Computer-based analysis of the 5′ end of the cDNA sequence revealed a methionine start codon (AUG) at position 526 followed by a short (7-amino-acid) open reading frame and a stop codon (UGA). The 526 bp of sequence upstream of this is punctuated with stop codons, and has a high (A+T) base content, indicative of noncoding DNA inLymnaea. A second start codon at position 588 begins a 350 codon open reading frame, ending at position 1640 with a UGA stop codon. This is the major open reading frame in all six cDNA clones, and translation of its sequence is shown in Figure 1 b. The sequence surrounding this start codon (AGACCAUGC) compares well with the Kozak consensus, whereas the equivalent sequence around the first start codon at position 526 does not match the consensus (Kozak, 1987). It seems most likely, therefore, that translation initiation occurs at the second start codon.
The stop codon at position 1640 is followed by a variable length of untranslated DNA, which contains two perfect polyadenylation signals (AAUAAA; Proudfoot, 1991) at positions 1972 and 2426, whereas clone pMM421 (the longest, a class III clone in Fig. 1 a) ends 18 bp after a possible imperfect polyadenylation signal (AAUAGA) at position 2747, but lacks a polyA tail. The shortest clones (class I in Fig. 1 a: pMM52, pMM53, and pMM511) all end 16–19 bp after the first polyadenylation signal; clones pMM52 and pMM53 both end with polyA tails (60 and 11 nucleotides, respectively), whereas pMM511 lacks a polyA tail. The class II clones, pMM46 and pMM54, utilize the second polyA signal at position 2426 and end 14–16 bp 3′ to this; both have 10 nucleotide polyA tails. Both the 5′- and the 3′-untranslated regions (587 and 356-1130 bp, respectively) are unusually long compared with other molluscan neuropeptide genes, including the equivalent transcripts isolated from Aplysia (Lopez et al., 1993;Miller et al., 1993).
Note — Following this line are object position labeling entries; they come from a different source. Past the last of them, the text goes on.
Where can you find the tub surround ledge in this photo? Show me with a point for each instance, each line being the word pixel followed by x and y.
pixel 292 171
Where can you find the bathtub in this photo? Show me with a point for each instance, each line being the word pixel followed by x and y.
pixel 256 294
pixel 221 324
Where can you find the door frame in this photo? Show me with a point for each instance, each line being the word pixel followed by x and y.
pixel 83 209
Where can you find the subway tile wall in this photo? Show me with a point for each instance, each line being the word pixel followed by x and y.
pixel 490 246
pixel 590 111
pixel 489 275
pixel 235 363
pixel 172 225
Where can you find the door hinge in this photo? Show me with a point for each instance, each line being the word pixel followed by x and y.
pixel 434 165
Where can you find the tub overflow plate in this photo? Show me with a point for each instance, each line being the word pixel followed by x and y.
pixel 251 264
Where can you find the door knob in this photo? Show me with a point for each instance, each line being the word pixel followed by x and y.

Functional significance for the alternate use of different polyadenylation sites and the extraordinary length of the untranslated regions has yet to be determined.
Structure of the deduced prepropeptide encoded by the cDNAs
Translation of the open reading frame between 588 and 1640 bp in Figure 1 b would produce a 350 residue polypeptide with a predicted molecular mass of 40.4 kDa. The full complement of peptides predicted from the deduced amino acid sequence of the myomodulin cDNA is given in Figure 2. Analysis of the N-terminal 30 amino acids of the polypeptide shows properties of a signal peptide with a highly hydrophobic core (residues 4–17), after which the polypeptide becomes hydrophilic. A cleavage site after Gly20 is predicted by the −1,−3 rule (von Heijne, 1986) and is indicated by a drop in the hydrophobicity of the polypeptide beyond this point (Kyte and Doolittle, 1982; Hopp, 1986). Cleavage at this point would produce a 330-amino-acid propeptide that encodes five different myomodulin-like peptide sequences. These are flanked at the N terminus by lysine–arginine basic amino acid pairs (sites of endoproteolytic cleavage), with the exception of the first predicted peptide sequence, GLQMLRLG, which is preceded only by a single arginine residue; endoproteolytic cleavage at such sites is also well documented (Newcomb et al., 1987; Linacre et al., 1990). All of the putative peptides are flanked at the C terminus by glycine residues followed by a pair of basic amino acids. Glycine residues at the predicted C termini of peptides are enzymatically processed to amide groups in the mature peptides (Bradbury et al., 1982). Each peptide is expected to be amidated, and one peptide, QIPMLRLamide, may also be cyclized at the N terminus to give a pyroglutaminyl group (pQIPMLRLamide). The copy number of the different classes of peptides varies, with nine tandemly arranged copies of myomodulin A (PMSMLRLamide: peptide 5 in Fig. 2) situated near the C terminus, two copies of SLSMLRLamide, and one copy each of the other three peptides located nearer the N terminus. The C-terminal four amino acids (MLRL) are conserved in all five peptide structures, as is the glycine amidation signal. All of the variation in the peptide structures occurs in the N-terminal three residues. Myomodulin A (PMSMLRLamide) and SMSMLRLamide only vary by a single amino acid at position 1 (Pro→Ser); SLSMLRLamide is structurally identical to these but has an additional conservative substitution at position 2 (Met→Leu). Position 2 is occupied by an apolar residue in all five peptides (Leu, Met, and Ile), and most variation occurs at positions 1 and 3, where charged, polar, and apolar residues are found.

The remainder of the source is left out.